Wyden and Cardin said the CARES Act was designed to encourage worker retention and furloughs in lieu of layoffs. Unemployed and furloughed workers would qualify for expanded jobless aid for up to four months, and businesses would be able to delay payment of their share of the Social Security payroll tax — 6.2% of wages — for 2020, with two equal payments due by year's end in 2021 and in 2022. The payroll tax deferral was a compromise after Democrats opposed President Donald Trump's call for a payroll tax holiday and some business advocates warned that Democrats' proposals for broader paid leave mandates could lead to payroll tax hikes.

The law's paycheck protection program allows small businesses with fewer than 500 employees to get loans — capped at $10 million — which would match average monthly payroll for two and a half months and become grants if used for qualified items such as wages, rent, mortgage interest, health care and other benefits.

Holly Wade, director of research and policy analysis for the National Federation of Independent Business, said in an email to Law360 that the new loan program was "the type of plan small businesses desperately need to help them through this crisis."

And Rep. Dan Kildee, D-Mich., a chief deputy whip and a tax writer, said he believed the program would draw heavy interest, meaning there might be a need for more funding.

However, Peter Nigro, a finance professor at Bryant University and former Office of the Comptroller of the Currency economist, told Law360 the loan program would not be "sufficient to help out most small firms" and likely would put "less-sophisticated, smaller ones in the most need at the back of the line."

Amanda Ballantyne, executive director of the Main Street Alliance, a small-business advocacy group, said some business owners might opt to close and conserve resources.

"Small businesses simply will not take out loans to cover payroll with no revenue coming in, putting these loans at risk of not being eligible for forgiveness," Ballantyne said.

Wyden and Cardin pushed for another option in the new law for small businesses that forgo such loans: an employee retention tax credit equal to 50% of up to $10,000 of workers' wages. For qualifying businesses with up to 100 workers, the credit would cover all workers whether they worked or not. But for larger businesses, the credit would be available only for salaries paid to certain employees who did not work in a calendar quarter.

Cardin and other supporters of the employee retention provision said it could be a model for tailoring other tax incentives for businesses of different sizes.

"We are trying to get money to small businesses by giving them relief on their taxes," Cardin told Law360. "It could be payroll taxes.
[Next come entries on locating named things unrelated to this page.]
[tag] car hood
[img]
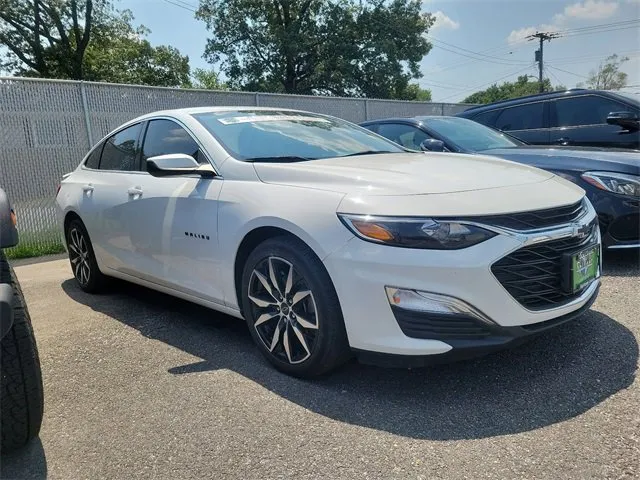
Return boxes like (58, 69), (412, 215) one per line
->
(481, 146), (640, 175)
(254, 153), (553, 196)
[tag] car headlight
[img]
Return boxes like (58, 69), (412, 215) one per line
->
(338, 214), (496, 250)
(582, 172), (640, 197)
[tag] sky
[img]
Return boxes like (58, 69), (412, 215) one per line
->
(121, 0), (640, 102)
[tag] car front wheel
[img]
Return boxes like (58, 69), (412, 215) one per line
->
(242, 237), (350, 377)
(65, 218), (107, 293)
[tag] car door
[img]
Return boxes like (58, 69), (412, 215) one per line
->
(376, 122), (432, 150)
(551, 95), (640, 148)
(127, 118), (223, 303)
(74, 123), (142, 271)
(495, 101), (549, 145)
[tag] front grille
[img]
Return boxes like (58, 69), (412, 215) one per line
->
(491, 234), (595, 310)
(391, 306), (491, 340)
(470, 201), (587, 230)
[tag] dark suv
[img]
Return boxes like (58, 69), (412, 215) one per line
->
(457, 89), (640, 149)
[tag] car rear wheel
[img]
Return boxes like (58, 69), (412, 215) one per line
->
(65, 219), (107, 293)
(0, 251), (44, 452)
(242, 236), (350, 377)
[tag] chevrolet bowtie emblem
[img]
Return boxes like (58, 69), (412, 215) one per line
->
(573, 223), (593, 238)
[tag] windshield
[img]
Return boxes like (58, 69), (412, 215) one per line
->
(193, 110), (405, 162)
(425, 117), (523, 152)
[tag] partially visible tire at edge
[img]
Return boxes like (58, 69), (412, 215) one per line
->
(65, 218), (109, 293)
(0, 251), (44, 452)
(241, 236), (351, 377)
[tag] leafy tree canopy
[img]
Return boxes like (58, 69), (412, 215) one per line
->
(462, 75), (566, 103)
(190, 68), (228, 90)
(0, 0), (189, 86)
(586, 54), (629, 90)
(197, 0), (434, 98)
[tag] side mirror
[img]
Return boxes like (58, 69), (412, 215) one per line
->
(607, 112), (640, 130)
(147, 153), (215, 177)
(420, 138), (444, 152)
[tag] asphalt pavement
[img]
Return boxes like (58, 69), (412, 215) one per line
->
(0, 254), (640, 480)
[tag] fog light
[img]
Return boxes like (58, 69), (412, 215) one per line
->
(385, 287), (495, 325)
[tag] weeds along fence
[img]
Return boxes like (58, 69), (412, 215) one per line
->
(0, 77), (469, 257)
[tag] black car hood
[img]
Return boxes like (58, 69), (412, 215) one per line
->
(478, 145), (640, 175)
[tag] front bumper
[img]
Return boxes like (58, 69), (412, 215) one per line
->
(324, 202), (600, 364)
(587, 187), (640, 250)
(354, 280), (600, 368)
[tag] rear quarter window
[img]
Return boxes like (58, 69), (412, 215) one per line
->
(469, 110), (502, 127)
(84, 143), (103, 170)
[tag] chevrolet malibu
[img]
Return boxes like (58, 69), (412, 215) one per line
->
(57, 107), (601, 376)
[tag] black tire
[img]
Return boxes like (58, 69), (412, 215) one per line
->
(0, 252), (44, 452)
(241, 236), (351, 377)
(65, 218), (108, 293)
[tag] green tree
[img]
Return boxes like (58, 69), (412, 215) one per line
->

It could be income taxes."

Dave Ketchen, professor of management at Auburn University, said the new loan program and tax credit would be enticing to small-business operators facing tough choices on whether to keep staff and stay open. For example, the incentives could sway small-business owners who are considering closing shop to cut losses but are reluctant to lose skilled employees to businesses that need workers, such as grocery stores, cleaning services, logistics companies and delivery services.

"If the financials are slightly tilted toward closing the doors, factoring employee retention into the equation is likely to suggest keeping them open," Ketchen said.

With such tradeoffs in mind, some lawmakers said that consensus support for new incentives likely would hinge partly on whether the new loans and worker retention credit are viewed as effective. Some Democrats have called for a replay of the new law's virus relief payments and sending $1,200 to adults — and $500 to children — for individuals earning up to $75,000 and married couples earning up to $150,000.

Senate Budget Committee Chairman Mike Enzi, R-Wyo., a tax writer and former shoe store owner and accountant, said it would take time to gauge the impact of the law as a life preserver for small businesses because many of them are closed.

"It's too early to tell yet," Enzi told Law360, when asked about prospects for follow-up measures to help small businesses stay alive. "This is the biggest experiment the United States has ever had."